Il Polietilene è il materiale plastico più diffuso al mondo, con una fabbricazione media di ottanta milioni di tonnellate all’anno. È tenace, conveniente, e trova uso nella fabbricazione di moltissimi tipi di contenitori, dai sacchetti di plastica alle bottiglie. Disgraziatamente, però, il Polietilene, o Politene (i nomi sono equivalenti e si abbreviano con PE) presenta un difetto di base di grande peso e rilievo, soprattutto oggi che l’ecologia è diventata un fattore da valutare meticolosamente in ogni decisione: è estremamente inquinante, perché la sua stabilità lo rende resistente alla abituale decomposizione nell’ambiente.
Questo genera problemi di diverso ordine: anzitutto, evidentemente, ecologici, dato che qualsiasi smaltimento del politene è solo un accumulo; in seguito, faunistici, in quanto i sacchetti abbandonati sono un rischio letale per gli animali selvatici, che possono soffocarvi; e in terzo luogo, estetici, in quanto i sacchetti abbandonati deturpano l’ambiente.
Per questa ragione, da più parti e da diversi anni si auspica la realizzazione di un nuovo tipo di film politenico, completamente biodegradabile, che renda attuabile un reale smaltimento di questa sostanza in condizioni di sicurezza ed efficacia.
In tale direzione si sono mossi sostanzialmente due passi, con la produzione di due diversi tipi di pellicola di politene biodegradabile: il primo modificando la catena di carbonio di questo polimero con un additivo che ne migliori la degradabilità, e il secondo decidendo di cominciare da una sostanza differente e biodegradabile per realizzare la pellicola stessa, nello specifico l’amido.
Nel primo caso, alla catena di carbonio vengono aggiunte sostanze che la rendono degradabile con l’esposizione all’ossigeno, in un tempo che va da sei mesi a due anni.
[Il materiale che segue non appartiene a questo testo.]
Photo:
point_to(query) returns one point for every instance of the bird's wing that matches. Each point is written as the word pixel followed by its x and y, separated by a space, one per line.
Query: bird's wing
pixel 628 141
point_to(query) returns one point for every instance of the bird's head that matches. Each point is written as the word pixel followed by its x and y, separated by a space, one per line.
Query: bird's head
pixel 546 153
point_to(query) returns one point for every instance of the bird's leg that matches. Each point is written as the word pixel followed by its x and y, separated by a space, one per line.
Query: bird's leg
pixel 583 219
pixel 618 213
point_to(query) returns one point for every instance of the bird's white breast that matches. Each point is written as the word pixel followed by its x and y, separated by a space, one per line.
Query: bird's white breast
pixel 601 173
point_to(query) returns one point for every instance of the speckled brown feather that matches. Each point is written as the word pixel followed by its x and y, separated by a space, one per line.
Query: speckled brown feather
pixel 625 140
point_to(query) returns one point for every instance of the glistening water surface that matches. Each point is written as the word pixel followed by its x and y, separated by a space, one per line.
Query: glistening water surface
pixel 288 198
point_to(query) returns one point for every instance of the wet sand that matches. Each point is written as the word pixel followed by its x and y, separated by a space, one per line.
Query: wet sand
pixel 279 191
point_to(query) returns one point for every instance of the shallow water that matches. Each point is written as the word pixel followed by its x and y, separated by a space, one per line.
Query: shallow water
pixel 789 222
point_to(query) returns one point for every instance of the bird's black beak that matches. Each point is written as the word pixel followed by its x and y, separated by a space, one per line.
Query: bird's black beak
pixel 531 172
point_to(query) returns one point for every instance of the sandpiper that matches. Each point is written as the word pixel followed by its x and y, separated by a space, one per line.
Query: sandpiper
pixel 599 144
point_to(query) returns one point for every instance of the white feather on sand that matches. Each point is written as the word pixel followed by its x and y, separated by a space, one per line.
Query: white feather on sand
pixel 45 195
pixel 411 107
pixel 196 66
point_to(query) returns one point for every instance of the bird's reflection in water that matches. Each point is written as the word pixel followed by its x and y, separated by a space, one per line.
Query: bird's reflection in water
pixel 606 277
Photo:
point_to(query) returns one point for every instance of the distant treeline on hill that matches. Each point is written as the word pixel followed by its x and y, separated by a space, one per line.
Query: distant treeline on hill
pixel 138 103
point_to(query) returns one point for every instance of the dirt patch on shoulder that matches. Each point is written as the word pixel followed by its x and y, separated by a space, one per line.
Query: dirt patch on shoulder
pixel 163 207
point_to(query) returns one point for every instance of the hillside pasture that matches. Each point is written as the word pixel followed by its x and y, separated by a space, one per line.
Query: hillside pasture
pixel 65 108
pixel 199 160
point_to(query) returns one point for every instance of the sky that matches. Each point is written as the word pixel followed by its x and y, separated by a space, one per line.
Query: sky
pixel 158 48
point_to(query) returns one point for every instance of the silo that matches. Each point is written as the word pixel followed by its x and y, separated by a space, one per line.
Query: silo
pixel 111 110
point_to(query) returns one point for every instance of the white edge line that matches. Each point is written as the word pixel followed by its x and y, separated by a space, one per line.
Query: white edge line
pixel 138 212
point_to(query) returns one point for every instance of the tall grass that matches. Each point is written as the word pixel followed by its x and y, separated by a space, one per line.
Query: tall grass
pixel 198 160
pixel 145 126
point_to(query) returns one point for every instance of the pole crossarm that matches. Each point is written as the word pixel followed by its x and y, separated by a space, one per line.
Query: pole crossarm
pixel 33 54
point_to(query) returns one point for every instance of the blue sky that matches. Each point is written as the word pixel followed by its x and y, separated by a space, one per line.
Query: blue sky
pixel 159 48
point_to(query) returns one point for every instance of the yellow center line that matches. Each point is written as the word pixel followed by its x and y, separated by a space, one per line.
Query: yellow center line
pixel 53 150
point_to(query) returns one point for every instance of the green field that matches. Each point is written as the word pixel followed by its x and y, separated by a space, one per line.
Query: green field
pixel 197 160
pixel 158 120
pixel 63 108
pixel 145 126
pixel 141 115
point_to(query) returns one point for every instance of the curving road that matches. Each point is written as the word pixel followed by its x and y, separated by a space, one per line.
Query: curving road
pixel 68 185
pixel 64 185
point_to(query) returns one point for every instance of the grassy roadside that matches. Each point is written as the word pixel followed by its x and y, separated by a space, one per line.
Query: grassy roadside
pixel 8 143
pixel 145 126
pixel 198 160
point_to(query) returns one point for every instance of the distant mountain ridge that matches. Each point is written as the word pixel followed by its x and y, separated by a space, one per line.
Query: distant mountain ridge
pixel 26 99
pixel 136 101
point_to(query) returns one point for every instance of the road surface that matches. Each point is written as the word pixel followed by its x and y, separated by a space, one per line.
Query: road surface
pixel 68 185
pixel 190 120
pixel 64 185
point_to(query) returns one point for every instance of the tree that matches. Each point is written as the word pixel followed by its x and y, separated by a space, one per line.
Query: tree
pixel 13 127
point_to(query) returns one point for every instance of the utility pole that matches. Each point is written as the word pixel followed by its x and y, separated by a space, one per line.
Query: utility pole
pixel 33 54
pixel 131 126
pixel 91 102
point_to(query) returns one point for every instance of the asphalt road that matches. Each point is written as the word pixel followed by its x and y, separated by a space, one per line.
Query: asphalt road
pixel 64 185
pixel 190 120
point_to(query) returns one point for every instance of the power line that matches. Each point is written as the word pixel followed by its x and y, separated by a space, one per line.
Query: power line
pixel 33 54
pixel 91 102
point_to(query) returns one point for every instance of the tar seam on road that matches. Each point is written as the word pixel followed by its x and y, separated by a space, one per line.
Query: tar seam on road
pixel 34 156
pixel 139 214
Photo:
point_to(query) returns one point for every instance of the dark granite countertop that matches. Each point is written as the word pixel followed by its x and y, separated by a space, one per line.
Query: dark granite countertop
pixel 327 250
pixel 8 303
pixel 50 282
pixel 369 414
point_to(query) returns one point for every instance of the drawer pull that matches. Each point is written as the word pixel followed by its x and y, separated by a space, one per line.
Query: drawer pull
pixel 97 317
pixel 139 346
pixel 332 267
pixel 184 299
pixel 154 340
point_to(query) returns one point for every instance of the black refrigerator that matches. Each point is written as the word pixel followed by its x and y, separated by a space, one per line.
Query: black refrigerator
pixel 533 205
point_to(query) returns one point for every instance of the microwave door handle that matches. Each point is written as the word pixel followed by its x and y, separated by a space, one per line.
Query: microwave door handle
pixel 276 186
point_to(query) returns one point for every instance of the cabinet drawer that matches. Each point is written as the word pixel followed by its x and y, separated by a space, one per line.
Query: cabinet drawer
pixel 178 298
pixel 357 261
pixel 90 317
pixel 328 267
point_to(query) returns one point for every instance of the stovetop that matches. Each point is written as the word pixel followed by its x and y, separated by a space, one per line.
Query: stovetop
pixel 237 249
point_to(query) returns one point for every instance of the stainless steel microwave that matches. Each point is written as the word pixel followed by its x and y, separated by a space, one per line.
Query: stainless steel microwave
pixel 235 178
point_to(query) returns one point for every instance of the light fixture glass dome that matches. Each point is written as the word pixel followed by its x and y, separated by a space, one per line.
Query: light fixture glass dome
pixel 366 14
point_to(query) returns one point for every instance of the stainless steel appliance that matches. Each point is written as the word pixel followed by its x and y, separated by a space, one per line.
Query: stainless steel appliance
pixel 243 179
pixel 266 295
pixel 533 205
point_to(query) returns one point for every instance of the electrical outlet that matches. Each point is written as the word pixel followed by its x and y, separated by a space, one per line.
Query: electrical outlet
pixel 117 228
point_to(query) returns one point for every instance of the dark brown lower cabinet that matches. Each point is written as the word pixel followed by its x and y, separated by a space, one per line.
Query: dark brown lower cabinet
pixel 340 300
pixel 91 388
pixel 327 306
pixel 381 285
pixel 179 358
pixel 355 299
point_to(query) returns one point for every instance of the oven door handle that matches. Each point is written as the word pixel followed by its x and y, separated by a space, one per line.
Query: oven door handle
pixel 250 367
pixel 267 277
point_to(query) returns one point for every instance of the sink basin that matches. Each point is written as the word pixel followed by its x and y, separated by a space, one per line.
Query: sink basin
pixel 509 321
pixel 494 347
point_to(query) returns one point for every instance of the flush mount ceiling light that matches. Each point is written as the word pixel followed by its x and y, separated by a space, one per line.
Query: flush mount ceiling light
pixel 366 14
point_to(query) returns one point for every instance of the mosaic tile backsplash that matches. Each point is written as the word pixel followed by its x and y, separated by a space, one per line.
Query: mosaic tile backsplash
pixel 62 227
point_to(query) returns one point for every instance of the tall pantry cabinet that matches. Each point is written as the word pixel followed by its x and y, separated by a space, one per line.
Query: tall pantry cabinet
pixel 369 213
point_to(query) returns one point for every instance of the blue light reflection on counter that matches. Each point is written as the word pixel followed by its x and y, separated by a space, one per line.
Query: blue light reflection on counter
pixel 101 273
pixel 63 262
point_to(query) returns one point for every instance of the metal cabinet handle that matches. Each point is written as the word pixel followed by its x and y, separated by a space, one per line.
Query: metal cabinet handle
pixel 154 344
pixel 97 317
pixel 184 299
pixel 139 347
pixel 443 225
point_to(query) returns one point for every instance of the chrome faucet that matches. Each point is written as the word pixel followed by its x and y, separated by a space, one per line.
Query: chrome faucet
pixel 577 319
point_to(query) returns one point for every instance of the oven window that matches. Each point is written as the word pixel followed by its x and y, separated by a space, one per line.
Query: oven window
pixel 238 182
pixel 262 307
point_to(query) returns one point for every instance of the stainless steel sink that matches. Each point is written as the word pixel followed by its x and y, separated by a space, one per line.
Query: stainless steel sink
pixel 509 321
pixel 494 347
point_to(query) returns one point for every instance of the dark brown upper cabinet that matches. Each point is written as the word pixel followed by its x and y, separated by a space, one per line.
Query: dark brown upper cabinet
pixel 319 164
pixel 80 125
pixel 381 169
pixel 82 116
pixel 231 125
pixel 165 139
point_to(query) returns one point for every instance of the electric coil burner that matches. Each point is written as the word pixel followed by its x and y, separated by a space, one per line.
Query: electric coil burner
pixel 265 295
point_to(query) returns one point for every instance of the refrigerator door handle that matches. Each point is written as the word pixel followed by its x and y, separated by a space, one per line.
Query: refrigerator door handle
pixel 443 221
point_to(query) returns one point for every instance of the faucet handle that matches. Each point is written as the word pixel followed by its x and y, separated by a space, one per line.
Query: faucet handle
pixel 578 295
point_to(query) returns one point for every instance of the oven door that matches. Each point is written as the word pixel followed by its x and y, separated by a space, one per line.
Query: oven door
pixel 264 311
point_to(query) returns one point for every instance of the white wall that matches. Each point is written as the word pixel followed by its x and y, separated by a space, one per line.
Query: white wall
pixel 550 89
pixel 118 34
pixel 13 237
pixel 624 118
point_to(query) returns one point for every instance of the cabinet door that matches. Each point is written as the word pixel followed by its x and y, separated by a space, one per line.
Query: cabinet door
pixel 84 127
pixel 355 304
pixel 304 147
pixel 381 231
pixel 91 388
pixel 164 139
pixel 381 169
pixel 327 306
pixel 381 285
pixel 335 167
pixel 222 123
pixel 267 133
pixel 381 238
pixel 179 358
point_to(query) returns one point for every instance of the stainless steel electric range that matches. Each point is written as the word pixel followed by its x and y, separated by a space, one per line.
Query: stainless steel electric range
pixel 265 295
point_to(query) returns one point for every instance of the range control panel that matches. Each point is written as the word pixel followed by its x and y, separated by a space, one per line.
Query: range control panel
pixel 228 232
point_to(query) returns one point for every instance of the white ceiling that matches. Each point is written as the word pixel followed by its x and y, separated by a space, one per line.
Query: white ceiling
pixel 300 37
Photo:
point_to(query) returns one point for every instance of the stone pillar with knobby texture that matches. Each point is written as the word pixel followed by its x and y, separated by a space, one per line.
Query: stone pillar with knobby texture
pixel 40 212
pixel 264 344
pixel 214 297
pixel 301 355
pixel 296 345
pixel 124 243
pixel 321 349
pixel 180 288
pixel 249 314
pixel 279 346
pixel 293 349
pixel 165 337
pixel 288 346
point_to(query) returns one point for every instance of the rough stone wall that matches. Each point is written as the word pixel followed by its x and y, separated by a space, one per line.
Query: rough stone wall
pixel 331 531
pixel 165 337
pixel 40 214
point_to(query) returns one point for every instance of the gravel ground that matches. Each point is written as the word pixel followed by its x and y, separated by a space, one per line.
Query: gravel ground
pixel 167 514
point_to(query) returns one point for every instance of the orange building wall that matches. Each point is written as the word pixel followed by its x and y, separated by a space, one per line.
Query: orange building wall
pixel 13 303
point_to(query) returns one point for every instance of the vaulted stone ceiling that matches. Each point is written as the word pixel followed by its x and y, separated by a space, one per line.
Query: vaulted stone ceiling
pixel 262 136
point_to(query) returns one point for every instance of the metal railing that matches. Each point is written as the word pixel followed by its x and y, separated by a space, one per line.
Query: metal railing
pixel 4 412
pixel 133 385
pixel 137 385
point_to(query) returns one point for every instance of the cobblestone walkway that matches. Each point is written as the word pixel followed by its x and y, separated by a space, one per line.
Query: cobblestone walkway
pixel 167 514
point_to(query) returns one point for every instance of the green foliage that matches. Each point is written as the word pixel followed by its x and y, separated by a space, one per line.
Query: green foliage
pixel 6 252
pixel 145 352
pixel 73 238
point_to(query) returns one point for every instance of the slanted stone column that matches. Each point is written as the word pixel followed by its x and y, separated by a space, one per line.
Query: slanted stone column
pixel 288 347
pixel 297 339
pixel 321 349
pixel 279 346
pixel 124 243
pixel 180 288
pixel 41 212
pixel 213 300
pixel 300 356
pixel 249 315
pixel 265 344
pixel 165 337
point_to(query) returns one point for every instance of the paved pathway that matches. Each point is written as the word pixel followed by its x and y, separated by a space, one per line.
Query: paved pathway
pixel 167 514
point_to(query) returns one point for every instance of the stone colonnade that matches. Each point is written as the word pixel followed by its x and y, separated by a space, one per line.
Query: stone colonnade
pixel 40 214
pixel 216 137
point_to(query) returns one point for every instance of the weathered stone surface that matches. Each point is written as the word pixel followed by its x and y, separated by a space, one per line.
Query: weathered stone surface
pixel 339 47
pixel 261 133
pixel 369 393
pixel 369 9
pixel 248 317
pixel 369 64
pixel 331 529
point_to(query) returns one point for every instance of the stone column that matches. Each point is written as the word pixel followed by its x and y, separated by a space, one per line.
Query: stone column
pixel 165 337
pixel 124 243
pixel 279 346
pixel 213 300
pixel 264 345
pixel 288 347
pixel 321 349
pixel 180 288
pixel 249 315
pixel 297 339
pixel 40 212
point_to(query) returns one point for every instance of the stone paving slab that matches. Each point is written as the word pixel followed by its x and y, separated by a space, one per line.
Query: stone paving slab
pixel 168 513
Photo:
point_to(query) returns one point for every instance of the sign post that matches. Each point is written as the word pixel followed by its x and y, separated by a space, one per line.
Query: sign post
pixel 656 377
Il meccanismo di biodegradazione ha due fasi: nella prima, l’ossigeno distrugge la plastica riducendola in piccoli frammenti (di dimensioni molecolari), e nella seconda questi ultimi vengono digeriti, ossia convertiti in biossido di carbonio, acqua e biomassa, dai normali batteri dell’ambiente. Questa plastica ha, in opera, la stessa robustezza di quella tradizionale, è economica, e non tossica: il suo fondamentale difetto è di non essere compostabile, e di necessitare la presenza di ossigeno per decomporsi.
Il secondo approccio, al contrario, prevede di eliminare completamente dall’equazione tutto il processo produttivo del politene come lo conosciamo, per lavorare invece su amido da fonti biologiche, che possono essere ad esempio patate, mais o grano. Il risultato prende il nome di “bioplastica”, e degrada in fretta e quasi del tutto – in media, del 90% del suo peso in un tempo inferiore ai 180 giorni; per conseguire il risultato però non può essere abbandonata nell’ambiente, ma richiede degli impieanti di compostaggio appositi.
I suoi svantaggi sono il costo molto alto, le caratteristiche meccaniche, che sono nettamente inferiori rispetto alla plastica convenzionale, e la necessità di dirottare molte coltivazioni dall’alimentazione alla produzione di materia prima per la plastica.
Il problema è serio, se pensiamo che il Giappone, che lo sente molto, ha valutato in 90 miliardi di dollari la dimensione del mercato che si aprirebbe con una reale soluzione pratica al problema dell’inquinamento da plastica. Rimane promettente la via intravista da Daniel Burd, un sedicenne Canadese, che ha scoperto come l’azione combinata di due batteri possa decomporre del 40% i sacchetti di plastica abbandonati in pochi mesi.